WC&P: What are things that are affecting that market for you? There’s always turmoil when you go to some of the WQA events: What’s the future of the dealer? Is the dealer going to be overshadowed? Is everyone going to “Big Box”? How is the Internet going to affect things? You’ve been somewhat outspoken about many of these issues.
Wakem: Well, I feel the industry is changing. I feel it’s changing very, very rapidly. And the changes that we’ve seen have been dramatic. We’ve probably seen more changes in the last five or six years than we saw in 20 years. And I think probably in the next five years, we’re going to see many more changes, though I don’t think they’ll be as dramatic as we’ve seen in the last five years. I think you’re going to have more consolidations. I think you’re going to see a narrowing of the dealer base.
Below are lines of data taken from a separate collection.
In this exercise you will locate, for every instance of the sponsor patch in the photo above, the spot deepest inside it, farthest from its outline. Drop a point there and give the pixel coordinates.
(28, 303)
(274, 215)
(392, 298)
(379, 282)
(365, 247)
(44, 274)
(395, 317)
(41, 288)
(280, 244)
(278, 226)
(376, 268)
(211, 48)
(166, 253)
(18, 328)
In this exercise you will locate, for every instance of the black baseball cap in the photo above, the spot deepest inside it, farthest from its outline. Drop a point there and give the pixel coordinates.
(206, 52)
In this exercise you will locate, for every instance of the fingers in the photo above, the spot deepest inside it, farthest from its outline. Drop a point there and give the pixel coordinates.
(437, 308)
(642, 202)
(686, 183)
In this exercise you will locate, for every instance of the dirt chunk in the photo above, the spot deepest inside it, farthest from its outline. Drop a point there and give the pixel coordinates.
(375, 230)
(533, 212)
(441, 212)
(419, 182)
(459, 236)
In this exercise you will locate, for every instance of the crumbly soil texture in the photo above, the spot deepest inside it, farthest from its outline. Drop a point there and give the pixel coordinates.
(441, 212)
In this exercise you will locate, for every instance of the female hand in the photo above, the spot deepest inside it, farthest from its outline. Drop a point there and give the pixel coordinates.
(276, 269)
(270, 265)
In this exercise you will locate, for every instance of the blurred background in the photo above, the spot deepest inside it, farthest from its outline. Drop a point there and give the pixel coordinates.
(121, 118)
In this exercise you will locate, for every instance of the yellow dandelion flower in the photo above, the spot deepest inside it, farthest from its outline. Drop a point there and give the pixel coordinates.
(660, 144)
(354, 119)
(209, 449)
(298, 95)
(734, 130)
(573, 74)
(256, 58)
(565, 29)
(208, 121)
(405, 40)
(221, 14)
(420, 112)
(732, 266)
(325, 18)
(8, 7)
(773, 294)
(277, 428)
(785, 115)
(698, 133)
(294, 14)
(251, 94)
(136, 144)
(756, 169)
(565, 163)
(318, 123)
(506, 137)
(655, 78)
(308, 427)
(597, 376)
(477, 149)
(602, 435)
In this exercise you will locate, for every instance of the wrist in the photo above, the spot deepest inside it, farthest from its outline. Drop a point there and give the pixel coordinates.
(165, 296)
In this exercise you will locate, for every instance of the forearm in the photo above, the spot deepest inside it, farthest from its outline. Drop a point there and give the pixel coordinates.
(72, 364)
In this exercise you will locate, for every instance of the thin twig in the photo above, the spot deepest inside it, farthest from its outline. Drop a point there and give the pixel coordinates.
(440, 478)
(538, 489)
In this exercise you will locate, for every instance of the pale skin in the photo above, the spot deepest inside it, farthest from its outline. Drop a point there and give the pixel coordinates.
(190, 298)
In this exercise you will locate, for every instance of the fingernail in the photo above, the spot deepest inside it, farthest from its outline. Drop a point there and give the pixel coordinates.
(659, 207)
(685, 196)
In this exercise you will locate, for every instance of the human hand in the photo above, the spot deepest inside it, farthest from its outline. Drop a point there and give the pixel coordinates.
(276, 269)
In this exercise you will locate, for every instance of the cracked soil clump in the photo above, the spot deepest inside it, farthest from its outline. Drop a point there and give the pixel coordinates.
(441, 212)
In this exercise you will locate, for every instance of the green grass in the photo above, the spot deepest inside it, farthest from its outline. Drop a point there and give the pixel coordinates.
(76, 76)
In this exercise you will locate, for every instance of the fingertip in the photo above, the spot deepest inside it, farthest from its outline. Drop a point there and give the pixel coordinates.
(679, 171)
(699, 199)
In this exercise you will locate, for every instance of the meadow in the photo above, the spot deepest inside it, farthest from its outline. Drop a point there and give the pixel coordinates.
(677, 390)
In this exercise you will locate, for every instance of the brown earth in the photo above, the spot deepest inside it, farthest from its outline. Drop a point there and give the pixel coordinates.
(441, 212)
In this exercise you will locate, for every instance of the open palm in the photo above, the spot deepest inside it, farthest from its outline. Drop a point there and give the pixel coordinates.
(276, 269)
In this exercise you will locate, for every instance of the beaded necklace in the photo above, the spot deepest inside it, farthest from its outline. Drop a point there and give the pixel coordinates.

WC&P: You’ve already seen that in the last few years. I mean Texas Water Quality Association has brought that up as an issue in some of the problems it’s had, where there’s fewer small dealers and more big dealers buying up multiple dealerships.
Wakem: That is true. You’re going to see that happening. You’re going to have more of this mega-dealer than the smaller ones or the mid-size ones. It’s almost as if you’re going to have the mega-dealers and the very small dealers, the real mom-and-pop operations. The mid-sized dealer -- that’s been there historically -- is the one that’s going to be suffering.
WC&P: They’re either going to be buying or being bought?
Wakem: They’re either going to sell out and get out of the business or the larger dealer who is looking for more market share is going to buy out that person. They’re going to find it tougher to compete.
WC&P: They also could be buying up other dealerships and turning into a mega-dealership.
Wakem: Yes. But you’re going to find that you’re going to have the very, very small and then the much larger dealership.
WC&P: Why is that?
Wakem: Why? It’s because I think the key is you don’t have, from a manufacturer/supplier standpoint, the commitment that was there 20 years ago to build a strong national dealer network. I don’t see it.
WC&P: How has your experience either been reflected in or reflective of that?
Wakem: From a competitive standpoint, I have found that where historically you had the large franchisee network out there that you were competing with -- who really was your competitor -- that’s not the strong competitor anymore in the way that it used to be. That’s probably a poor way to phrase it, but the Culligan’s, the ServiSoft, the Rainsoft, the Lindsay -- now the EcoWater -- dealer that, before, really was your competitor don’t have the edge they used to have. There was advertising, there were commitments that were made, public relations and things, you ran into these people everywhere you went to talk water -- now, you don’t see them as much at all. And you don’t really see, if you watch television or listen to the radio and things, where are all these ads for franchisors? Where are they? I don’t see the effort. And the reason I don’t see it is it’s not there. The commitment’s not there. Well, if he commitment’s not there to build it, it won’t grow.
WC&P: Things affecting that are rising costs, competitive channels to market…
Wakem: I think the thing that affects it is, personally, a lack of commitment at that level, at the corporate levels that build those kinds of networks, dealer networks.